I meant he is clueless about how to write legislation. I thought that was clear the way I wrote it, especially when I wrote, "What brilliantly began as his shinning moment". The constant re-writing shows how little thought went into this from the start. The initial draft was so poorly wrtitten that even Senator Santorum, who many beleive this was designed to help, took an arms legnth approach to supporting it. He went on 60 minutes and stated he would use a federal database to help enforce legislation, later turns out this federal database may not be all that the mayor stated.
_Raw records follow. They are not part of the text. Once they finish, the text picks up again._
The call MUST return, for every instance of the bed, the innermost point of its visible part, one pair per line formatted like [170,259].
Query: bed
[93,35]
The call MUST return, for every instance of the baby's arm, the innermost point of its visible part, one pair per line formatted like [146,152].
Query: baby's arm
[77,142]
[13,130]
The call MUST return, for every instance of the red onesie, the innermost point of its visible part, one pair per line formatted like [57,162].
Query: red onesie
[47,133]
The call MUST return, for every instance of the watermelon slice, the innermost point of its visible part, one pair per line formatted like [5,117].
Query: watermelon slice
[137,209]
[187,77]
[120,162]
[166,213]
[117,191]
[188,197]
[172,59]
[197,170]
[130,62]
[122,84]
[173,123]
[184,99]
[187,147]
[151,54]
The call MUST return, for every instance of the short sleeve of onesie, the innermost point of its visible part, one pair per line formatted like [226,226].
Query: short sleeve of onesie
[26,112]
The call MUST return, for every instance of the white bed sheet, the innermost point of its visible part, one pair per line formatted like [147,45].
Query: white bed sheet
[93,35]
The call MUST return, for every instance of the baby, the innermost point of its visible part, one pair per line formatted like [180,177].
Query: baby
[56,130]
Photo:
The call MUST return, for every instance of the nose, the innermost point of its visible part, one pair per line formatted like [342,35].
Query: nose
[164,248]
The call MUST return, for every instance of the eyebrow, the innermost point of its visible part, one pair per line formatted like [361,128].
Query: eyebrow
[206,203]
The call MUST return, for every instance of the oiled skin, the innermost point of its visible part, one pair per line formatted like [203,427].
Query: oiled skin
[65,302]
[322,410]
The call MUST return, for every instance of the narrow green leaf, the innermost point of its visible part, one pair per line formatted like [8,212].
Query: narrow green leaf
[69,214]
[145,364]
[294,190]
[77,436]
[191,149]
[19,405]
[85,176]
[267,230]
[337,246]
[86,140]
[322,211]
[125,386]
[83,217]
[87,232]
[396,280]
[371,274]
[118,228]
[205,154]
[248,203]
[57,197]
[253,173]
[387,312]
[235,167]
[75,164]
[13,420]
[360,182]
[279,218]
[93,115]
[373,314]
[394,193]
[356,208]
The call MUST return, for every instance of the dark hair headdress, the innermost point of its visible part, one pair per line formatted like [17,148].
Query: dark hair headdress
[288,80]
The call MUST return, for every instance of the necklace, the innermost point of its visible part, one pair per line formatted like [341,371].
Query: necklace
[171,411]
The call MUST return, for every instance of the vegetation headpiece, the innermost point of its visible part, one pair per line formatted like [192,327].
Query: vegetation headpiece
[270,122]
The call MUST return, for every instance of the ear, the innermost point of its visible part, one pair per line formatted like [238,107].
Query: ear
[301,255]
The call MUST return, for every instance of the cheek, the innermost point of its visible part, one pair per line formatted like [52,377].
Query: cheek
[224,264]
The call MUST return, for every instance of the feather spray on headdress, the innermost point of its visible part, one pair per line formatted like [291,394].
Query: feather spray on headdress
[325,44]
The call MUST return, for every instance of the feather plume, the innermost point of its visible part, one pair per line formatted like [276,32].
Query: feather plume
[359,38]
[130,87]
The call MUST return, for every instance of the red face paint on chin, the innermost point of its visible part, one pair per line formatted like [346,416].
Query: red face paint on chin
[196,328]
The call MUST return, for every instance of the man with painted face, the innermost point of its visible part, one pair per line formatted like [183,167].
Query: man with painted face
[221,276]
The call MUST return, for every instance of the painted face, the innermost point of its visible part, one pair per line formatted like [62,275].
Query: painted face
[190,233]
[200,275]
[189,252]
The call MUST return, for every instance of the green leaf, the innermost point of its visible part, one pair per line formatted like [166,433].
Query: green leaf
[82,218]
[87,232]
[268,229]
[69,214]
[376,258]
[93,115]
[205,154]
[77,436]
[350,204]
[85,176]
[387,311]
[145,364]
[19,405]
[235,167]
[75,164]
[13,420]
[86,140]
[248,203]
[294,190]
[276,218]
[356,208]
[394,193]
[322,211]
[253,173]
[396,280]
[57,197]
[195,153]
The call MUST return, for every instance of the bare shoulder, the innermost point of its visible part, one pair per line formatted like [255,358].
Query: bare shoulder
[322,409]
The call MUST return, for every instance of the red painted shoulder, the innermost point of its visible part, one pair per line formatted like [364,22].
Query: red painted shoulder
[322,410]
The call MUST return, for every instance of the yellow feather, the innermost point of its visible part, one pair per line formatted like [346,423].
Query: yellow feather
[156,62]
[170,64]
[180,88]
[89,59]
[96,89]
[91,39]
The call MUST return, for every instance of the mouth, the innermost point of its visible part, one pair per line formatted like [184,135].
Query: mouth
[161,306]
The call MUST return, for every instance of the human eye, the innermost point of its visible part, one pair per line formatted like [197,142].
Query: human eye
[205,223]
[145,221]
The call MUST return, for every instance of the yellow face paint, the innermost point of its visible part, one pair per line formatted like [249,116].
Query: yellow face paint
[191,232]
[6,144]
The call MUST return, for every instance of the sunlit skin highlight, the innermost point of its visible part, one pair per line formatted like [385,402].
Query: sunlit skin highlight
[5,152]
The Mayor is supposed to be a professional politician, yet time and time again flaws in this ordinance are being pointed out and often by reporters or talk show hosts. What started as proactive has become reactive and reactive and reactive. You may like his stance, I may like his stance, but that doesn't make his ability to implement and enforce likeable, logical, or acceptable. If he is using this to jump to higher office as a legislator isn't it a telling sign that he can't write legislation?

The problem with emergency rooms transcends the immigration debate. Over the last 30 plus years with aging grandparents, parent, aunts, uncles and on occassion for myself, I have spend countless hours in emergency rooms. I have been in ER's from here to Philly, where english speaking, non immigrants demonstrated the same seemingly illogical impatience, outrage and anger described in your post...

The ER has historically been a place where those on the lower end of the socio-economic scale, regardless of immigration status, have sought primary medical care. This is not new nor is it news. The reason is twofold one a hospital can't turn someone away based on ability to pay and two many don't have a primary care medical doctor, usually because of reason one. *** (if gort is reading this I can see the wheels turning about national healthcare)***

What is sad is that because of their economic status they may, at times, be treated with less compassion. While that burned finger may not be life threatening, the time away from the job may be the difference between feeding or not feeding the family that week. When you earn a decent salary 20 dollars may not seem like much, if you are earning minimum wage 20 dollars may break you.


Another unfotunate problem is that some doctors when called after hours also tell patients to go to the ER. This happened to me about having stiches removed. I called my former doctor and told him I needed to come in and have stiches ( received in the er), removed. He told me that he was going to be out of town for a few days and to just go back to the er and they would remove them. I cut them out myslef and found a new doctor.

Triage is not a term or concept most non-health care professionals are familiar with, to those who have been waiting for hours their condition is a priority because it is their problem. Many ER's have addressed the long waits by instituting inititives that include a seperate triage and care for non life threatening conditions. This simple step has decreased wait times dramatically.

On a final note it has been my experience that the ER seems to bring out either the best or the worst in people. People are there for a myriad of reasons and from major to minor problems their problem, to them, is an emergency. Their immigration status, primary language or economic status doesn't change this one simple reality. Years ago someone had said to me that perception is reality. To those in the ER their problem is perceived to be a genuine emergency and that is their reality.

I choose to remain anonymous for, what I consider, valid reasons. If you have a problem with people posting anonymously take it up with gort, he has the option to not allow anonymous posts.

Doctor Rick said...

Dr. Tara, nice name. Your dead right on about "anonymous" losers, err, users.